Agung Raharjo di Kulon Progo, Jumat, mengatakan Kulon Progo tiga tahun dipimpin penjabat bupati yang bukan dari proses politik, dengan sekarang dipimpin oleh bupati yang membawa visi misi tapi sampai saat ini tidak ada perubahan yang dirasakan oleh masyarakat.
"Pada umumnya seorang bupati yang terpilih melalui proses politik pasti punya visi misi. Nah, visi misinya bupati itu seperti apa saja sampai sekarang tidak tersosialisasikan dengan baik. Bahkan untuk mengevaluasi apakah sudah melaksanakan visi misi saja kesulitan. Dan tidak terlihat ada apa, program kerja atau gebrakan spesifik yang berbeda dengan ketika belum dijabat oleh beliau," kata Agung.
Ia mengatakan selama satu tahun ini, pemerintahan di Kulon Progo masih landai saja seperti sebelumnya, tidak ada gebrakan. Kalau ada kegaduhan justru malah kegaduhan yang tidak substantif untuk kemajuan Kulon Progo. Ia mencontohkan, kebijakan batik yang paling menonjol karena menonjolkan simbol-simbol baru, namun tidak terlalu signifikan untuk kemajuan untuk kemajuan Kulon Progo.
"Persoalan pokok seperti infrastruktur publik, belum ada solusi. Kalau alasannya dana, mungkin sebenarnya ada beberapa daerah lain yang bisa melaksanakan terobosan infrastruktur publik dengan bagus, dengan cara smart, dengan cara yang tertata," katanya.
Ketua Fraksi PKS DPRD Kulon Progo ini juga menyoroti persoalan komunikasi publik atau sifat pemimpin yang mengayomi dan merangkul itu tidak dirasakan. Sehingga yang dirasakan itu malah suasana saling curiga dan cenderung saling menjatuhkan. Itu yang terasa suasana kabupaten yang seperti itu. Selain itu, tidak saling suport untuk kemajuan bersama. Bahkan ketika ada masukan yang sifatnya membangun saja tanggapan yang muncul malah negatif dan sebagainya.
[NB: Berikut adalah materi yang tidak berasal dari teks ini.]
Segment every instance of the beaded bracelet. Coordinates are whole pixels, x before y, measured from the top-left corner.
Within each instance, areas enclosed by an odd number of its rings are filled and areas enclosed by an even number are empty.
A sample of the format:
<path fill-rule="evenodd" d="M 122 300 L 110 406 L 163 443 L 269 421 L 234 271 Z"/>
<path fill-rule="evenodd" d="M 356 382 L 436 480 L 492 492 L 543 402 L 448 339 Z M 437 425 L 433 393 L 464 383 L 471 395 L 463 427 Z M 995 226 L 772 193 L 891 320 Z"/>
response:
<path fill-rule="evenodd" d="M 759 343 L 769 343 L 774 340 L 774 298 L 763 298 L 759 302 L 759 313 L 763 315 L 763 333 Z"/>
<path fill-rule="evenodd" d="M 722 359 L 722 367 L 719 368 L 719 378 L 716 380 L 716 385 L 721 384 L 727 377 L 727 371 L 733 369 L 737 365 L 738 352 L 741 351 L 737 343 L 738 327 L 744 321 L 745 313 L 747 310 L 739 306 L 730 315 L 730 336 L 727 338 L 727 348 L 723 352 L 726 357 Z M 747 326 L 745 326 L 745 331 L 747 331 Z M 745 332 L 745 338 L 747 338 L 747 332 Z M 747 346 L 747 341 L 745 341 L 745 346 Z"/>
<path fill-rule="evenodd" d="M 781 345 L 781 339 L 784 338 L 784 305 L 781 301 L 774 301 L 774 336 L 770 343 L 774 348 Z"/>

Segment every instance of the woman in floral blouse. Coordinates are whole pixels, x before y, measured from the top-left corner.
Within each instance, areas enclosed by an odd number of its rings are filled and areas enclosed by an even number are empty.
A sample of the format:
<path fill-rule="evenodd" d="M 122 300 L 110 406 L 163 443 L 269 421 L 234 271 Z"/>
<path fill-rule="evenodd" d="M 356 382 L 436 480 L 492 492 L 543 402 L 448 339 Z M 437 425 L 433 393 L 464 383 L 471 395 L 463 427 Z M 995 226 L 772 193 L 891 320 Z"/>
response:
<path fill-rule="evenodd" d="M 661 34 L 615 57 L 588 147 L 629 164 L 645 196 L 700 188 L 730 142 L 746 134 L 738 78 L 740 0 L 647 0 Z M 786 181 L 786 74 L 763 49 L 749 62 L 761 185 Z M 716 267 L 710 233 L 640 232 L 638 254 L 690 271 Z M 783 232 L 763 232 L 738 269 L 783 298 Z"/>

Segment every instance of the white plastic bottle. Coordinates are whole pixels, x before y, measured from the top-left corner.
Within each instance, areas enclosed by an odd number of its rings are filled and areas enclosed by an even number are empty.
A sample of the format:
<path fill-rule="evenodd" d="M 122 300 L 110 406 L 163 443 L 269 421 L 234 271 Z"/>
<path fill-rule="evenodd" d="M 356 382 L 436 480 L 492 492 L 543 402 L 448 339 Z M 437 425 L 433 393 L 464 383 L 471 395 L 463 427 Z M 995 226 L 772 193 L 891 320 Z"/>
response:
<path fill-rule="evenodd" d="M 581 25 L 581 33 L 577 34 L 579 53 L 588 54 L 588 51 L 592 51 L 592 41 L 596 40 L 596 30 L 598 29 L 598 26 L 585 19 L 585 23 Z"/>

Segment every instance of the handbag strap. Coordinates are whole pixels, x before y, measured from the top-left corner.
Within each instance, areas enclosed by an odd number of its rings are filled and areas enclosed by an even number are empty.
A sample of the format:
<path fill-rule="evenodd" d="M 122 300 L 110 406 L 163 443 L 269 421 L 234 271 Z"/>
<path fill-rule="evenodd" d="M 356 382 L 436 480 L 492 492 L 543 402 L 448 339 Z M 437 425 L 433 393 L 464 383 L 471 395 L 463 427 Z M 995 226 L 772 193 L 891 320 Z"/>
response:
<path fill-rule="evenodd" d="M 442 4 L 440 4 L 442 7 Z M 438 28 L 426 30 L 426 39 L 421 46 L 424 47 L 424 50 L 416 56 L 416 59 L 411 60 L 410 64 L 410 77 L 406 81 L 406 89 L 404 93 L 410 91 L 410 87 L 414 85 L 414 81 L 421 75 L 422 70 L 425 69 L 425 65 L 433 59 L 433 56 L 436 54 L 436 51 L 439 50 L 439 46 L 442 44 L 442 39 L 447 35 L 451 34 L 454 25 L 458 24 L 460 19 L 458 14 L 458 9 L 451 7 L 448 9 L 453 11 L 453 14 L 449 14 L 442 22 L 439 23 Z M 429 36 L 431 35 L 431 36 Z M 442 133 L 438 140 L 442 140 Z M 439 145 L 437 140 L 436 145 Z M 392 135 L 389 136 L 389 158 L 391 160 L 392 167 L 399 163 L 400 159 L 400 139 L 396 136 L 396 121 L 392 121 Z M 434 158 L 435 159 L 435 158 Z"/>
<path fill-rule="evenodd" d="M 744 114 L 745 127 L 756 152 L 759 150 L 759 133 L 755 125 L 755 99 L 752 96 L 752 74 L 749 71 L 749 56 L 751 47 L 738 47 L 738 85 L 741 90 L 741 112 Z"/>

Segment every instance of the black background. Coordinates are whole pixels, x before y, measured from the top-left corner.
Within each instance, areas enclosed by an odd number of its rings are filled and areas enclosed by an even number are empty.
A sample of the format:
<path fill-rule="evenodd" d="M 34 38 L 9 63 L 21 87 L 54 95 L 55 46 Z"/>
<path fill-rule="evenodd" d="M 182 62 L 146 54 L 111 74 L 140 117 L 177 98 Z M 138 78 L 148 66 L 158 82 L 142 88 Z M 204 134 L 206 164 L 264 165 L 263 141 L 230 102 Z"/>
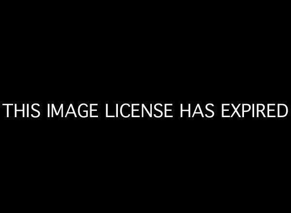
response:
<path fill-rule="evenodd" d="M 15 5 L 1 27 L 1 103 L 173 103 L 175 118 L 2 116 L 6 200 L 277 208 L 288 188 L 290 115 L 223 119 L 220 106 L 290 107 L 287 14 L 261 5 L 120 6 Z M 208 103 L 213 119 L 178 118 L 180 103 Z"/>

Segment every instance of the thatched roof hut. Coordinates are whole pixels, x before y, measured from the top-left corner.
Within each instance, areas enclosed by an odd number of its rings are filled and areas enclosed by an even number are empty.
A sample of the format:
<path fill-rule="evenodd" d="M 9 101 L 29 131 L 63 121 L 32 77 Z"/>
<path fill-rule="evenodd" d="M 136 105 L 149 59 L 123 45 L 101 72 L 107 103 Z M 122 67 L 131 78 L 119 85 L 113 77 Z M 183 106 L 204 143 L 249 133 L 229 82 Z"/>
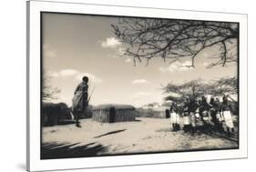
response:
<path fill-rule="evenodd" d="M 105 104 L 93 108 L 92 119 L 102 123 L 134 121 L 135 107 L 129 105 Z"/>

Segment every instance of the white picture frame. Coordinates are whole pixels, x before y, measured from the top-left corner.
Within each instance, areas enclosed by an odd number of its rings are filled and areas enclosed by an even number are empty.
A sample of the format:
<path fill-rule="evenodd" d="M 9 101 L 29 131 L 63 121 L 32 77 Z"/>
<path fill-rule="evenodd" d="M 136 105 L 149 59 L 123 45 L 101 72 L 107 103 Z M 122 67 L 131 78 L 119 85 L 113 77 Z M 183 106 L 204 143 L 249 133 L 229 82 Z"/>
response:
<path fill-rule="evenodd" d="M 243 116 L 239 123 L 239 148 L 230 150 L 177 152 L 165 154 L 126 155 L 85 158 L 40 159 L 40 87 L 41 87 L 41 13 L 72 13 L 102 15 L 159 17 L 192 20 L 237 22 L 240 24 L 239 46 L 239 111 Z M 204 161 L 218 159 L 246 158 L 247 137 L 247 15 L 242 14 L 197 12 L 143 7 L 128 7 L 82 3 L 56 3 L 43 1 L 27 2 L 27 156 L 29 171 L 52 169 L 91 168 L 149 165 L 175 162 Z"/>

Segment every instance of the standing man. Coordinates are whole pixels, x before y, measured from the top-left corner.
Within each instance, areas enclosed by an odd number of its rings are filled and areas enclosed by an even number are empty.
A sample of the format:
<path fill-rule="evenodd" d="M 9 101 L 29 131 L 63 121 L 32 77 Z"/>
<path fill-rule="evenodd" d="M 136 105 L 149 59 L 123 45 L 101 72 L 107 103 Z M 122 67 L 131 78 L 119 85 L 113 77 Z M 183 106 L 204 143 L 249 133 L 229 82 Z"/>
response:
<path fill-rule="evenodd" d="M 228 137 L 230 137 L 230 132 L 234 132 L 234 123 L 232 119 L 232 107 L 230 103 L 228 100 L 228 96 L 223 96 L 223 101 L 221 105 L 221 110 L 223 113 L 224 120 L 226 123 L 227 130 L 228 130 Z"/>
<path fill-rule="evenodd" d="M 196 102 L 195 98 L 190 97 L 190 101 L 189 104 L 189 115 L 190 119 L 192 136 L 194 136 L 196 132 L 196 111 L 199 105 Z"/>
<path fill-rule="evenodd" d="M 83 81 L 77 86 L 72 99 L 72 112 L 76 116 L 76 126 L 81 127 L 79 118 L 88 106 L 88 77 L 84 76 Z"/>
<path fill-rule="evenodd" d="M 189 127 L 190 127 L 189 106 L 189 100 L 188 97 L 186 97 L 183 105 L 183 130 L 185 133 L 189 131 Z"/>

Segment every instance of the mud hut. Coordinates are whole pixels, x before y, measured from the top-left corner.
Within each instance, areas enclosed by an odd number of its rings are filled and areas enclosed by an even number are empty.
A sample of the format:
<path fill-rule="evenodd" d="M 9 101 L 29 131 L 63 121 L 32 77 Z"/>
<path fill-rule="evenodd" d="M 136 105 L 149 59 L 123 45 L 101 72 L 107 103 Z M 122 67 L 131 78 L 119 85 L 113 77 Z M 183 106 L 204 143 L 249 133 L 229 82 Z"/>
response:
<path fill-rule="evenodd" d="M 101 123 L 135 121 L 135 107 L 129 105 L 99 105 L 93 108 L 92 119 Z"/>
"Saya kira memang kemampuan untuk merangkul semua dan menggerakkan seluruh potensi yang ada untuk kemajuan Kulon Progo itu yang tidak, belum terlihat sampai satu tahun kepemimpinan beliau," katanya
Lebih lanjut, Agung menyarankan supaya pemerintahan Bupati-Wakil Bupati Kulon Progo Agung Setyawan-Ambar Purwoko pada tahun kedua ini bisa kembali merumuskan visi misi yang lebih detail. Visi misi dirumuskan dengan sederhana dan apa, variabel untuk dicapai, realistis untuk dicapai. Misalnya setahun ke depan mau apa.
"Dengan seperti itu maka masyarakat akan memiliki harapan," katanya.
Agung juga menilai rencana kerja pemerintah daerah (RKPD) satu tahun terakhir dan satu tahun mendatang belum mencerminkan visi bupati dan wakil bupati.
"Menurut yang kita pelajari belum ada visi spesifik. Coba kalau kita ingat, apa yang kita ingat dari beliau setelah menjabat? Apa yang bisa diingat publik sebagai sebuah terobosan yang berkemajuan itu belum, belum terasa. Ya misalnya mau membenahi apa, Bedah Menoreh yang mau namanya apa pun misalnya, bereskan itu, enggak ada juga. Kemudian misalnya mau membereskan stunting gitu misalnya, tidak ada juga. Misalnya mau dalam hal pendidikan yang istimewa, pendidikan karakter yang seperti apa, itu tidak ada juga. Dalam hal infrastruktur enggak ada juga, dalam hal apa, peningkatan ekonomi masyarakat apa juga? Tidak ada. Semoga ada program yang dirumuskan dan dapat diwujudkan mulai tahun kedua ini," katanya.